Quick. Translate the following code from Dart to JavaScript by hand in an optimal manner:
swap(a,i,j) {
var t = a[i];
a[i] = a[j];
a[j] = t;
}
Chances are, you answered something like this:
function swap(a,i,j) {
var t = a[i];
a[i] = a[j];
a[j] = t;
}
You would be wrong. You are under the mistaken impression that, because it uses the []-syntax, the Dart function works with arrays when in fact it works with any object that defines that access operator.

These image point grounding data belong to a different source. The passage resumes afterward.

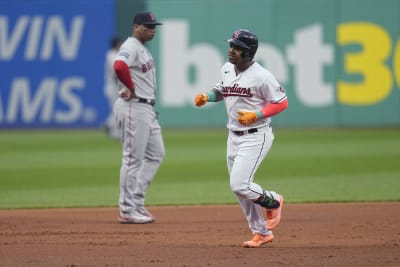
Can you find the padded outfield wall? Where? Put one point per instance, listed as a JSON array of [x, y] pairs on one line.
[[339, 60]]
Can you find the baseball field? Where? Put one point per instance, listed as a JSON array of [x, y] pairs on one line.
[[59, 193]]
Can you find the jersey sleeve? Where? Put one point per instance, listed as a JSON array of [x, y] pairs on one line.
[[127, 53], [272, 90], [224, 69]]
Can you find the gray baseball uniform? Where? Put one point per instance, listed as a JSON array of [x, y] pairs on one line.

So, on your second attempt, you would answer something like this:
function swap(a,i,j) {
var t = ugly_getter.apply(a,i);
ugly_setter.apply(a,i,ugly_getter.apply(a,j));
ugly_setter.apply(a,j,t);
}
And you would be wrong again. The key property of Dart (as well as other languages which encounter the same problem — OCaml, C#, C++, Java… anything with generic polymorphism actually) is that it allows static analysis. Static analysis lets you determine what the types of those variables might be. Is the swap function ever called on something other than an array? Then only define version one. Is it called on many things, but most often arrays? Define both functions, and use the specific array-compatible one whenever you are certain an array will be passed. Is it never called? Remove it…
This kind of analysis is reasonably simple to perform, and has the benefit of being able to create both highly-optimized code for primitive types and short generic code for abstract types. And you can even help the compiler by annotating types.

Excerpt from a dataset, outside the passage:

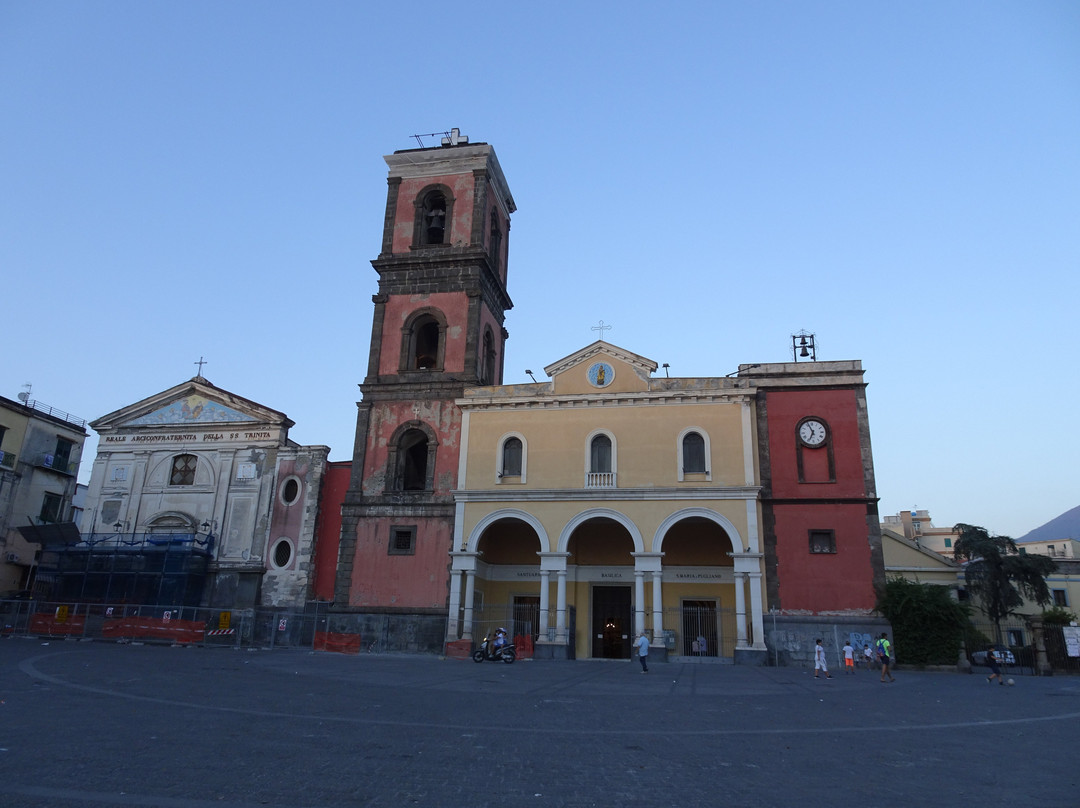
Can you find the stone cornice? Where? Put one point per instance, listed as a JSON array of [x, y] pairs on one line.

Again, it does not matter whether Dart 0.0.1 actually performs these optimizations. What matters is that they are both possible and easy given the language design, and I expect them to be present in release 1.0
I am by no means a Google zealot or secret Dart admirer. In fact, from what I have seen so far, I would sooner loathe Dart than admire it — a bastard type-checking that relies on warnings? A bland java-like syntax for brace weenies? No actual support for immutable data structures? Blech. Give me JavaScript CoffeeScript anyday. I’ll switch to Dart when it takes over the world.
But the current crapstorm is just ridiculous. Come on, the guys at Google are pushing out a 0.0.1 proof-of-concept and you’re complaining that their optimizer isn’t acceptable? Please. I’m not even sure there’s an optimizer yet. From the language specs, it’s fairly obvious that many optimization avenues unavailable to JavaScript will be available to Dart, the only question is whether release 1.0 will have them or not. Wait and see — criticizing the optimization of a 0.0.1 compiler is just silly.